Une autre controverse a été rapportée par RSF en 2021 – un exemple de la manière dont Bolloré influencerait ses actifs médiatiques pour promouvoir ses propres intérêts commerciaux.
« Bolloré, qui a de nombreux intérêts commerciaux au Togo, a demandé à Canal+ d'inclure dans ses émissions d'actualité un reportage sur le Togo et son président, comme s'il s'agissait d'un reportage journalistique régulier », a-t-il déclaré.
Bolloré est actuellement jugé en France, où les procureurs l'ont accusé, ainsi que deux associés du groupe Bolloré, d'avoir soudoyé le président togolais, Faure Gnassingbé, pour obtenir une lucrative licence d'exploitation portuaire.
Les trois trio nient tout acte répréhensible (bien qu’ils aient plaidé coupables dans le cadre d’un précédent accord de règlement, qui a été rejeté par un juge français – au motif que les accusations étaient trop graves pour être réglées à l’amiable et portaient potentiellement atteinte à la souveraineté du Togo). .
Les représentants de Vivendi et de Canal+ ont rejeté les craintes selon lesquelles le projet de rachat pourrait menacer la liberté de la presse et la démocratie en Afrique, affirmant que MultiChoice ne produit pas d'informations.
Ils ont également déclaré que Vivendi possède de nombreux médias à travers le monde qui couvrent un large éventail de genres et de points de vue.
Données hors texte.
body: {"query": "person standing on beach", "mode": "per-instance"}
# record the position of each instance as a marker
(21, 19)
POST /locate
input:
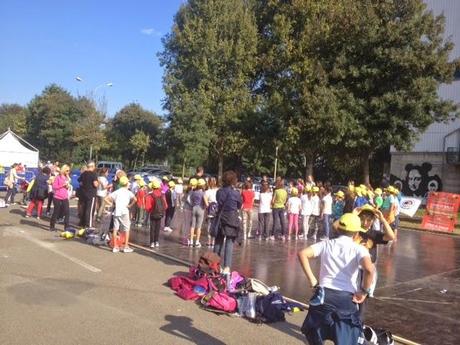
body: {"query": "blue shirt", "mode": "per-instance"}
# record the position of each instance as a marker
(230, 197)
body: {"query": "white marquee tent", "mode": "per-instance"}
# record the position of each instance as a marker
(14, 149)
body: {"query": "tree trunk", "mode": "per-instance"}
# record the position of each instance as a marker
(309, 158)
(221, 166)
(365, 167)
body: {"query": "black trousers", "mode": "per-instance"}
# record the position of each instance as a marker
(169, 215)
(61, 208)
(155, 225)
(88, 207)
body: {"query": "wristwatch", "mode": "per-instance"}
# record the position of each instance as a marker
(366, 291)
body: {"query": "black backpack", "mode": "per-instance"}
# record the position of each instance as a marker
(158, 210)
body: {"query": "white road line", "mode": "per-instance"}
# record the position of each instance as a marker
(51, 247)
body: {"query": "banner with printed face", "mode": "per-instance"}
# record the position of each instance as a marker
(409, 205)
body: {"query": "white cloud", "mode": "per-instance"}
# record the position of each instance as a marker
(150, 32)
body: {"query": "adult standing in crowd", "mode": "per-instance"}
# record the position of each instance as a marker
(247, 196)
(229, 201)
(102, 189)
(333, 312)
(61, 186)
(10, 183)
(278, 209)
(88, 192)
(39, 192)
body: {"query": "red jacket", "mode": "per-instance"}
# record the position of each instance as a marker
(150, 200)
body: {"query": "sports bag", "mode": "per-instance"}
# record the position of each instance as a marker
(377, 336)
(220, 301)
(158, 210)
(270, 307)
(209, 263)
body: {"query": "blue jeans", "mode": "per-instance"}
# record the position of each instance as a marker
(326, 225)
(225, 251)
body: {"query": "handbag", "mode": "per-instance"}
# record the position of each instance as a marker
(215, 223)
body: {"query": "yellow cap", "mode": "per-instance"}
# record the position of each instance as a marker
(340, 194)
(155, 184)
(124, 181)
(350, 222)
(368, 207)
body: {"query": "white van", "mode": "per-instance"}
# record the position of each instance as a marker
(112, 166)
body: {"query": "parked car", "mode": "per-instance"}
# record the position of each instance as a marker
(112, 166)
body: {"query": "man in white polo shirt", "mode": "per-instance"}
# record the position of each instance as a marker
(333, 313)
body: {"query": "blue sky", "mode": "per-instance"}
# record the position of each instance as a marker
(43, 42)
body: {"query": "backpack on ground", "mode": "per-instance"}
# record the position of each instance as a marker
(377, 336)
(158, 210)
(220, 301)
(209, 263)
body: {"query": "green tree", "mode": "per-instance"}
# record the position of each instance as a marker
(126, 123)
(140, 143)
(210, 59)
(389, 59)
(13, 116)
(51, 120)
(89, 134)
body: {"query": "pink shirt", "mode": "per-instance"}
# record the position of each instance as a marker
(60, 188)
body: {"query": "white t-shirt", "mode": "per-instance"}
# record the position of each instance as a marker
(340, 261)
(307, 206)
(294, 204)
(327, 204)
(121, 197)
(210, 194)
(315, 205)
(179, 188)
(101, 188)
(265, 202)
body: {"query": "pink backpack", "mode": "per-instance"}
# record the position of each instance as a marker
(220, 301)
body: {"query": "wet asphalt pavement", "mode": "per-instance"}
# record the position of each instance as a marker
(418, 289)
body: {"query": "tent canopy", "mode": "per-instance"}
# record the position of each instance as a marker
(14, 149)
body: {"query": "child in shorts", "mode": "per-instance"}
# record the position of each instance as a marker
(124, 199)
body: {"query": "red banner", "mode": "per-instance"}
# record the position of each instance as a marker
(441, 212)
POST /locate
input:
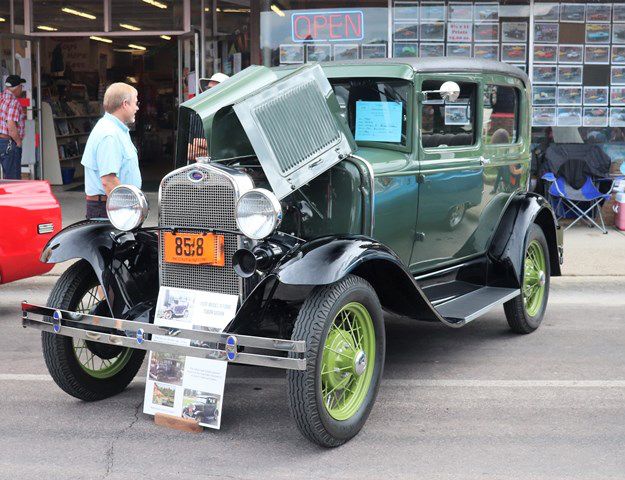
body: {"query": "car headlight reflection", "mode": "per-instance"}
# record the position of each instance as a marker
(258, 213)
(126, 207)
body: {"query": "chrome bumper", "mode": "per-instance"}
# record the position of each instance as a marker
(133, 334)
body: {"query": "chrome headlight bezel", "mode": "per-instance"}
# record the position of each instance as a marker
(273, 213)
(140, 209)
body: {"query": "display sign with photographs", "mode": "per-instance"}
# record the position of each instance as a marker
(571, 53)
(514, 32)
(514, 52)
(546, 32)
(179, 385)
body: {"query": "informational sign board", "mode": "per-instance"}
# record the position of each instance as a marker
(378, 121)
(178, 385)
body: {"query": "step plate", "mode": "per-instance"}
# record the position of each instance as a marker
(463, 309)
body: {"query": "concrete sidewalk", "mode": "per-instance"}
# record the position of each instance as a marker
(587, 252)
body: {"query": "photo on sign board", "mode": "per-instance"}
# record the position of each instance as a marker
(570, 96)
(596, 117)
(569, 117)
(460, 12)
(572, 12)
(618, 12)
(203, 407)
(618, 33)
(166, 367)
(598, 33)
(514, 52)
(543, 116)
(163, 395)
(459, 50)
(546, 32)
(433, 31)
(598, 12)
(290, 53)
(377, 50)
(432, 11)
(617, 96)
(486, 12)
(618, 54)
(457, 115)
(405, 32)
(597, 54)
(571, 53)
(596, 96)
(546, 12)
(405, 50)
(486, 32)
(346, 51)
(617, 117)
(487, 51)
(459, 32)
(318, 52)
(432, 50)
(545, 53)
(618, 76)
(406, 11)
(514, 32)
(542, 95)
(570, 75)
(545, 74)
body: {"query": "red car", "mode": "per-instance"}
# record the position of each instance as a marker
(30, 215)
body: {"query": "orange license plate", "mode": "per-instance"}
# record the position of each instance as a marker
(195, 248)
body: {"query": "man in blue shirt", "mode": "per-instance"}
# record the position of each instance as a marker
(110, 158)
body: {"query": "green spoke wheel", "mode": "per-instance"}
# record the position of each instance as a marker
(525, 312)
(343, 327)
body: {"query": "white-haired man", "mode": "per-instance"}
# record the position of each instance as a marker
(110, 157)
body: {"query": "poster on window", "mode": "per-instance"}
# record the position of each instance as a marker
(569, 117)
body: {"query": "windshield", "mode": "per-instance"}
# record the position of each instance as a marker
(375, 109)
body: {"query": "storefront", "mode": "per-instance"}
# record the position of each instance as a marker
(574, 51)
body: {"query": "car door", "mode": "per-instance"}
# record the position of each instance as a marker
(451, 172)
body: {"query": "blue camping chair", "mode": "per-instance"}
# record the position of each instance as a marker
(581, 204)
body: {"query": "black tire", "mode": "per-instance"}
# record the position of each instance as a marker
(516, 314)
(304, 387)
(58, 350)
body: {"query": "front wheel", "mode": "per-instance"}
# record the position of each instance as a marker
(343, 327)
(525, 312)
(86, 370)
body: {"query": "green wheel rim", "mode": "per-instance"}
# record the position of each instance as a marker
(91, 363)
(348, 361)
(534, 278)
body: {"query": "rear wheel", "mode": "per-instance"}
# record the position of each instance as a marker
(343, 327)
(525, 312)
(86, 370)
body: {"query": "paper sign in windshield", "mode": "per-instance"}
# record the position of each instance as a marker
(378, 122)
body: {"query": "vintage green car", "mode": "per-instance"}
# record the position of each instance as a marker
(321, 196)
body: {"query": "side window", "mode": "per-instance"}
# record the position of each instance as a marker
(501, 114)
(448, 124)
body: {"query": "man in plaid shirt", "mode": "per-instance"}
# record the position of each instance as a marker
(12, 122)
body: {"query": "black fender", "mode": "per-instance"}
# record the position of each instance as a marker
(127, 268)
(506, 252)
(276, 299)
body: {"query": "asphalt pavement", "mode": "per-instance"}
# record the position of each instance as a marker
(474, 403)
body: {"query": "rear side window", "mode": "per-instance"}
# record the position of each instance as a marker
(448, 124)
(501, 114)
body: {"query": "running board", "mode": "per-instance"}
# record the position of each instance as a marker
(461, 310)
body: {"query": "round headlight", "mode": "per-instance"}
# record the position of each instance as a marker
(258, 213)
(126, 207)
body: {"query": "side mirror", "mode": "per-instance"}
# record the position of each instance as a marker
(450, 91)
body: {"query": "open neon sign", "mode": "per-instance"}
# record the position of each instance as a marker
(331, 26)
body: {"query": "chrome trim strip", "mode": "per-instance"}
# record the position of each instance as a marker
(199, 352)
(132, 325)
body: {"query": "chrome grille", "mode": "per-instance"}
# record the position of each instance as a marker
(209, 203)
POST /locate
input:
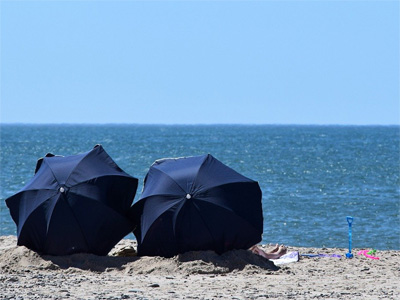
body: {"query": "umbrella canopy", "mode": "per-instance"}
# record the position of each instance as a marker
(76, 203)
(196, 203)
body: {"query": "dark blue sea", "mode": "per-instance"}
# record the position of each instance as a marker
(311, 177)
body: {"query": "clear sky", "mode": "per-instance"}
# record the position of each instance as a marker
(191, 62)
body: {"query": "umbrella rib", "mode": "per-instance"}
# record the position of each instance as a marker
(172, 179)
(78, 224)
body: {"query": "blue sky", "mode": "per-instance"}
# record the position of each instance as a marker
(191, 62)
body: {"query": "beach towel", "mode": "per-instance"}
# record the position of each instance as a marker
(287, 258)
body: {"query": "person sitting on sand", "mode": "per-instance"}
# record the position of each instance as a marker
(275, 253)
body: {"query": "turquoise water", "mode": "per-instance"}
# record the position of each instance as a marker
(311, 177)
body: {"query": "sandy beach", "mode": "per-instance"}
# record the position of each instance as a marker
(237, 274)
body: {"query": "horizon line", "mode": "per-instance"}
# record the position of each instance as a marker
(196, 124)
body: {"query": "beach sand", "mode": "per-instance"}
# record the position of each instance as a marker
(237, 274)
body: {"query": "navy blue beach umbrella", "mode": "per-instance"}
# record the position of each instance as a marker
(196, 203)
(76, 203)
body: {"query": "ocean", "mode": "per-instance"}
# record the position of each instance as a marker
(311, 177)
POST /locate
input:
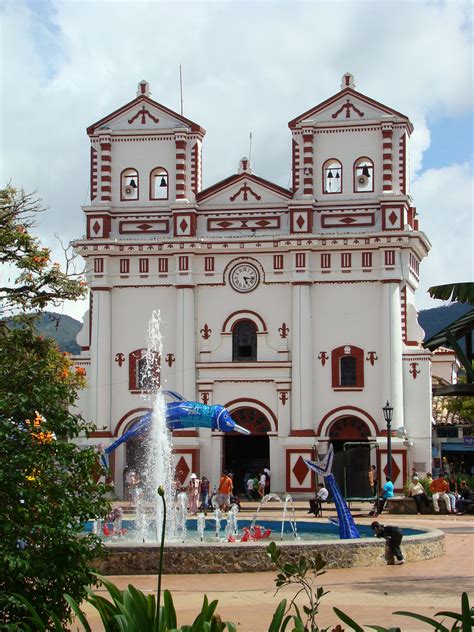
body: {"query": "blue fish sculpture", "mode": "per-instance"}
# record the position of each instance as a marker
(183, 414)
(346, 524)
Sous l'influence de Bolloré, ils ont dirigé The Continent vers sa comparution devant une commission parlementaire française plus tôt cette année lorsqu'il a déclaré qu'il n'avait « aucun projet idéologique » et qu'il se considérait comme un démocrate-chrétien et « très doux et de bonne humeur ».
Le contact presse du Groupe Bolloré n'a pas pu être joint pour commenter.
La commission sud-africaine de la concurrence examine actuellement le projet de rachat, qui valorise MultiChoice à 2,9 milliards de dollars. Vivendi affirme que la fusion est nécessaire en raison de la nature changeante du secteur de la radiodiffusion : il doit concurrencer non seulement les opérateurs de télévision par satellite, mais également les géants du streaming Netflix et Disney+.